Iranian President Mahmoud Ahmadinejad is in Africa this week on a three-nation trip that includes a stop in the uranium-rich country of Niger. The trip comes at a time of increasing reports and worries to the effect that Iran is increasing its influence in Africa, undermining stability on the continent, and using new relationships to evade sanctions:
On Tuesday, he spoke of collaborating with Niger economically in ways unlike “colonialist countries who pillage countries’ riches.”

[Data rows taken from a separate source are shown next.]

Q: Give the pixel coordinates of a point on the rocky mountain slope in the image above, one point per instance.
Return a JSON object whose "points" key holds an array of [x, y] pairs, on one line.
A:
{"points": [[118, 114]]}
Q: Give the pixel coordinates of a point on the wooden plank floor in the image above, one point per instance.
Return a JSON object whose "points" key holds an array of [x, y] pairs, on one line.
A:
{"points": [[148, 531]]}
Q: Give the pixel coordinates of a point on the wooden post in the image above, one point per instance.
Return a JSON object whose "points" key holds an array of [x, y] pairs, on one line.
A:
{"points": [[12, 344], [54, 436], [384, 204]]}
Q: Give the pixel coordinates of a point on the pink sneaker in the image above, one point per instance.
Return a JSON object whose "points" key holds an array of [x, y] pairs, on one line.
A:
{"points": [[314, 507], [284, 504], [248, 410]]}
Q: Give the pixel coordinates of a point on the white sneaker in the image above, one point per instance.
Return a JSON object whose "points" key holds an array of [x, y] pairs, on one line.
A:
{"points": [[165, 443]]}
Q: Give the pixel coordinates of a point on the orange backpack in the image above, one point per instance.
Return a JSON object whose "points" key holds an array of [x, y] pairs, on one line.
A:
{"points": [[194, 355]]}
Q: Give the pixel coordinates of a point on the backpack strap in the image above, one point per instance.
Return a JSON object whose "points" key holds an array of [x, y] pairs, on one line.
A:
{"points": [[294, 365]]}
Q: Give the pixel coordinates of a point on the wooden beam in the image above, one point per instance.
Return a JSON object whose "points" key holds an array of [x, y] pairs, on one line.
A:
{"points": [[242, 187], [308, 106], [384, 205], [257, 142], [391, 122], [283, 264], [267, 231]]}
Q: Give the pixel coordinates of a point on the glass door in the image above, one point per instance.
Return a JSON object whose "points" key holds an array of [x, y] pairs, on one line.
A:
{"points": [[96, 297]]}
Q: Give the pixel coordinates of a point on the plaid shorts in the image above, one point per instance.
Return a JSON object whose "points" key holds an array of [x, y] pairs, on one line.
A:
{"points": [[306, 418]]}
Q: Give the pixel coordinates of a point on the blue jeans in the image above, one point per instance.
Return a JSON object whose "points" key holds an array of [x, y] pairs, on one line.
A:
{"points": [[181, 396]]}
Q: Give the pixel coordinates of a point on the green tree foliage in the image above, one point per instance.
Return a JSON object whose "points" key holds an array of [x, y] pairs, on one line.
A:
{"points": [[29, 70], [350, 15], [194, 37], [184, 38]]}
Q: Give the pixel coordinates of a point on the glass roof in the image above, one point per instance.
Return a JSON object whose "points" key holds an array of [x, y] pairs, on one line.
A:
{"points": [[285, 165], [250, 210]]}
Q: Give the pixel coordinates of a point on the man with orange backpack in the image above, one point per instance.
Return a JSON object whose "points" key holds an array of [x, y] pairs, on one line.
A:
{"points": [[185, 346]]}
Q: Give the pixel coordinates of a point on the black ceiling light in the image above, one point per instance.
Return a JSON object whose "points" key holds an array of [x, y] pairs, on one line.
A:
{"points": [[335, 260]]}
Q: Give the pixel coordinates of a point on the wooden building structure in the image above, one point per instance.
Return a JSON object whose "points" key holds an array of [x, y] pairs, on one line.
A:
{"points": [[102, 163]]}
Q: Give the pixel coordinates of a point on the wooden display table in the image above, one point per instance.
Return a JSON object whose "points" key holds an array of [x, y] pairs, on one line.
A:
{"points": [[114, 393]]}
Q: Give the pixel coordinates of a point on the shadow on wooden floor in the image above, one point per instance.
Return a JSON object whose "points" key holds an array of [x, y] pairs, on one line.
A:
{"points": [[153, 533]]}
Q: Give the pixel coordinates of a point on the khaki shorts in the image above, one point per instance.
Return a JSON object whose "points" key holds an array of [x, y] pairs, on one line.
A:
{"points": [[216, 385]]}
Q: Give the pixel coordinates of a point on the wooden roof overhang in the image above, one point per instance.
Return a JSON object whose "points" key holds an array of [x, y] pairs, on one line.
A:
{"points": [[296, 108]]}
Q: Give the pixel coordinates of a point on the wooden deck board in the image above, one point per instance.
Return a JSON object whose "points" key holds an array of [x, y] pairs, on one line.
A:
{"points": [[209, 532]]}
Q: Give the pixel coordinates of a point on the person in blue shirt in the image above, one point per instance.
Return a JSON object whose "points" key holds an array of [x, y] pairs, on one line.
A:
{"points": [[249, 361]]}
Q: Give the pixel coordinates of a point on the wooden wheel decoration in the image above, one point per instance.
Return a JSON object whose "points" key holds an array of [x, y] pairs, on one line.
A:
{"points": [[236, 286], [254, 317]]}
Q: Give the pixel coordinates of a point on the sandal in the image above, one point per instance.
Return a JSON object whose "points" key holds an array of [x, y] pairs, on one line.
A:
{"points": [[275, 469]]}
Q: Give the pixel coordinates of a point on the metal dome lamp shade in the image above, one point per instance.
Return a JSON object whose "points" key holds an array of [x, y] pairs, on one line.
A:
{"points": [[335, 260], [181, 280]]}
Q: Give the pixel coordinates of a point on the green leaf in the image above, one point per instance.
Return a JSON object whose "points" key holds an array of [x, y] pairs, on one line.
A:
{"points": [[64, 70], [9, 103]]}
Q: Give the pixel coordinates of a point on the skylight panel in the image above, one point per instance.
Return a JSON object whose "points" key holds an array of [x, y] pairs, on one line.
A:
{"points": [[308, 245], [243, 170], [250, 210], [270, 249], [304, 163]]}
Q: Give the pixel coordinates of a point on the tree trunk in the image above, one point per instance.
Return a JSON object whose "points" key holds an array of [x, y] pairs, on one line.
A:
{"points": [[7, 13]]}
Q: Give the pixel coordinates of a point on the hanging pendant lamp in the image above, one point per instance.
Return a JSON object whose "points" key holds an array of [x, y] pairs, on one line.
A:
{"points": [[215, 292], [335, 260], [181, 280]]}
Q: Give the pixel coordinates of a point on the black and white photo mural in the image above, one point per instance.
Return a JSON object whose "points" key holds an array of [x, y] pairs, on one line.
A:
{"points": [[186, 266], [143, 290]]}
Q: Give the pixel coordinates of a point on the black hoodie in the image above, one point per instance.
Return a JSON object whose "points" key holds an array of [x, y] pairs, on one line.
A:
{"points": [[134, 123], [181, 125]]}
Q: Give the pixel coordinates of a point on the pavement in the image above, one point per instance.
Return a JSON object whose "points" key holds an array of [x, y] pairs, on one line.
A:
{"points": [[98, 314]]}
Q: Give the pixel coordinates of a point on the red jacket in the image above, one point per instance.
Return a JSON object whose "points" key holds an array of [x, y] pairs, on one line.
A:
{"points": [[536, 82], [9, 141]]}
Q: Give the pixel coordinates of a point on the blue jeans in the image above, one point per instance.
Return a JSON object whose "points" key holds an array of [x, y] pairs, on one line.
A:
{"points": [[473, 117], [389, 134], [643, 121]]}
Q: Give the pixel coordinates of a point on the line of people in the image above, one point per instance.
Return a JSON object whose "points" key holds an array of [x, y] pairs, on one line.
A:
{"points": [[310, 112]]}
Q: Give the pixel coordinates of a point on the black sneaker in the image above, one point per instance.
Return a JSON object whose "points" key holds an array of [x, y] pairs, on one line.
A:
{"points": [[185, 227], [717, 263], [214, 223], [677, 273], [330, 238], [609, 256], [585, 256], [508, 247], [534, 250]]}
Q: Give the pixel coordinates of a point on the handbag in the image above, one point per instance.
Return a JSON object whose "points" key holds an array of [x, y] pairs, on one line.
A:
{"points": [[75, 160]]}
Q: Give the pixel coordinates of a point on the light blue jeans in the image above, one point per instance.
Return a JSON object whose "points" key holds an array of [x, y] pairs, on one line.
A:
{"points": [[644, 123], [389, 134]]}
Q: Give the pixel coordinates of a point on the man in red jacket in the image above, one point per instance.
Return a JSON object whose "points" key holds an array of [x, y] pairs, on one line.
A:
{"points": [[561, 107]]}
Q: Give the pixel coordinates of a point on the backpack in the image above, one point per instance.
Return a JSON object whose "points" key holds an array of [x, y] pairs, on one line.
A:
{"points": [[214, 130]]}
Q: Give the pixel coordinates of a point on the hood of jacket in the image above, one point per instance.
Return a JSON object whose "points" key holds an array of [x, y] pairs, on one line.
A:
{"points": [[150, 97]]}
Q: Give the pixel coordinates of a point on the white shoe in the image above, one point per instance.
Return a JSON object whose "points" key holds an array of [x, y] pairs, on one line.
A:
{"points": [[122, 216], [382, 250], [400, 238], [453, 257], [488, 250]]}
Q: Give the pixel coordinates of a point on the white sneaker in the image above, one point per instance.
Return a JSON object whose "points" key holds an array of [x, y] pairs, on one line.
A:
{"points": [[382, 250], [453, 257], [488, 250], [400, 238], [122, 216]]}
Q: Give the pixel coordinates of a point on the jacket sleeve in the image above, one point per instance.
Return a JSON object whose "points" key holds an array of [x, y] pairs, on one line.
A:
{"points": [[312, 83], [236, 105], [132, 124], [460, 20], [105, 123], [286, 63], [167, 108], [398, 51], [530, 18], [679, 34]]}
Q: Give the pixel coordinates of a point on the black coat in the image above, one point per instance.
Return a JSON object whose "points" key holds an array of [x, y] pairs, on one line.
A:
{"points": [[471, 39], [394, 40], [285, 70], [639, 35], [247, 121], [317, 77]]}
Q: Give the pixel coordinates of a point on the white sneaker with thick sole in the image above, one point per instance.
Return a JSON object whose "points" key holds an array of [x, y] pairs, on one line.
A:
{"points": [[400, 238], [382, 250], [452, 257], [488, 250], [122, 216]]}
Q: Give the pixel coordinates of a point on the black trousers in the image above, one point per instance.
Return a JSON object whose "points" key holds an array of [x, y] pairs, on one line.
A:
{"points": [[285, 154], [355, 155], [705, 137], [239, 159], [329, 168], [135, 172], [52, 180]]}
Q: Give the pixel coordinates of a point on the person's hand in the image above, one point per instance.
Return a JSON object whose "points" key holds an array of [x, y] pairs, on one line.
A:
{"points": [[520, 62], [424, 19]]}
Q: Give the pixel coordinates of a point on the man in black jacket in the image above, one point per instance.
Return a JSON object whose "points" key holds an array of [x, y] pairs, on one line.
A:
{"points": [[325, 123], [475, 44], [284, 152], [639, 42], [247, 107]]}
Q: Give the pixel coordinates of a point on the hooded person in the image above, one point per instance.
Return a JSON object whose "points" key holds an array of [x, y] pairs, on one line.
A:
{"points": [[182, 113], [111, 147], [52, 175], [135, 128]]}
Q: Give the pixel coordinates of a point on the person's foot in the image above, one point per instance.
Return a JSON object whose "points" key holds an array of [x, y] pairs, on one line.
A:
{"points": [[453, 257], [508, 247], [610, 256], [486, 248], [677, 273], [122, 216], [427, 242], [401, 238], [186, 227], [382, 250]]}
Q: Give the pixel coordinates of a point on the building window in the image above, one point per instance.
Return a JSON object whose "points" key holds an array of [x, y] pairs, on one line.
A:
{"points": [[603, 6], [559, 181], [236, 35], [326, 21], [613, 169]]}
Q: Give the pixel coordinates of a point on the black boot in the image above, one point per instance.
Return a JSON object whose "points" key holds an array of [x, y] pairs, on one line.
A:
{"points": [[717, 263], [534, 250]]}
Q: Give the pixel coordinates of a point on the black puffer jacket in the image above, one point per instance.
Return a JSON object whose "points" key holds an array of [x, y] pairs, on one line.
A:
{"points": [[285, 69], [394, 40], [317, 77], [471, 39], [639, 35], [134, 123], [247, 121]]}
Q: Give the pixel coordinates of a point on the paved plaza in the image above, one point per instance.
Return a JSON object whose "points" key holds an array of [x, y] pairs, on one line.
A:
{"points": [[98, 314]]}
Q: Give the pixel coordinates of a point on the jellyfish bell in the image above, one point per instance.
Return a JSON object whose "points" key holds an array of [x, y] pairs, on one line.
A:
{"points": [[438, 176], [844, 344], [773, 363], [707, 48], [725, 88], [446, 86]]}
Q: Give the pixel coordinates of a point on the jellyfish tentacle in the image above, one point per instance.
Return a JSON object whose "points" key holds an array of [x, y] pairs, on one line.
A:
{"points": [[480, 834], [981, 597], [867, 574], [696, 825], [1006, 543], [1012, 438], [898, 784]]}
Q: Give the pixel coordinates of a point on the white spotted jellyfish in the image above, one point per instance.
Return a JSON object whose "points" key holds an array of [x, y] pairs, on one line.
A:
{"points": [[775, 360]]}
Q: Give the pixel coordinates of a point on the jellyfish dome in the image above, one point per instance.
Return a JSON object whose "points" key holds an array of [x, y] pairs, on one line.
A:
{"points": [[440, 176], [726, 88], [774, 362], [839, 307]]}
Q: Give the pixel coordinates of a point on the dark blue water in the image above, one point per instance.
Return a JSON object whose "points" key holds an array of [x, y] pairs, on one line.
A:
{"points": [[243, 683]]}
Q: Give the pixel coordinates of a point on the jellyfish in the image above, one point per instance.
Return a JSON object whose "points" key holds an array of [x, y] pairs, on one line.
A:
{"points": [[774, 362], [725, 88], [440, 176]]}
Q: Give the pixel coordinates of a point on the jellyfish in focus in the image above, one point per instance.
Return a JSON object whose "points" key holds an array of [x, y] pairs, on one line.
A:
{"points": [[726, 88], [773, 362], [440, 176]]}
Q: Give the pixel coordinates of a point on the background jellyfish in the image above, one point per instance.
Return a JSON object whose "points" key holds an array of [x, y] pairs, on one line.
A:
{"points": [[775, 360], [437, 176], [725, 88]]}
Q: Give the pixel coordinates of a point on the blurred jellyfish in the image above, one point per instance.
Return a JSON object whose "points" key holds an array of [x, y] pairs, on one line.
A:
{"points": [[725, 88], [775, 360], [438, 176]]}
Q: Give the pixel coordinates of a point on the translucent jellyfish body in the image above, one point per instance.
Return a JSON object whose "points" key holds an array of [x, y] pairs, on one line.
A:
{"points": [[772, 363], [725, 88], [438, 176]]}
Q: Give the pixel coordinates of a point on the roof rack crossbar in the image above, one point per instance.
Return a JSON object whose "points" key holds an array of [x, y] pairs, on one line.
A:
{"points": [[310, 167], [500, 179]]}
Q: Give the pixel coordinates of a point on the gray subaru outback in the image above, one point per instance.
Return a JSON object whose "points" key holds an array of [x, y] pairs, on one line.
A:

“We are ready to strengthen our relations with all states, and we believe that Niger has a good, detailed plan for doing it,” Ahmadinejad said.
A January report in The New York Times revealed that Iran was responsible for funneling vast supplies of weapons and explosives to terror groups and rogue regimes in Africa, fueling ethnic conflict and government repression. Counter-terrorism analysts have also begun trying to heighten awareness of the extensive activity being conducted by Iran’s terror proxy Hezbollah in Africa:
The trail of evidence uncovered by the investigation included Iranian cartridges in the possession of rebels in Ivory Coast, federal troops in the Democratic Republic of Congo, the Taliban in Afghanistan and groups affiliated with Al Qaeda in the Islamic Maghreb in Niger. The ammunition was linked to spectacular examples of state-sponsored violence and armed groups connected to terrorism — all without drawing wide attention or leading back to its manufacturer.
The ammunition, matched to the world’s most abundant firearms, has principally been documented in Africa, where the researchers concluded that untold quantities had been supplied to governments in Guinea, Kenya, Ivory Coast and, the evidence suggests, Sudan.
From there, it traveled to many of the continent’s most volatile locales, becoming an instrument of violence in some of Africa’s ugliest wars and for brutal regimes. And while the wide redistribution within Africa may be the work of African governments, the same ammunition has also been found elsewhere, including in an insurgent arms cache in Iraq and on a ship intercepted as it headed for the Gaza Strip.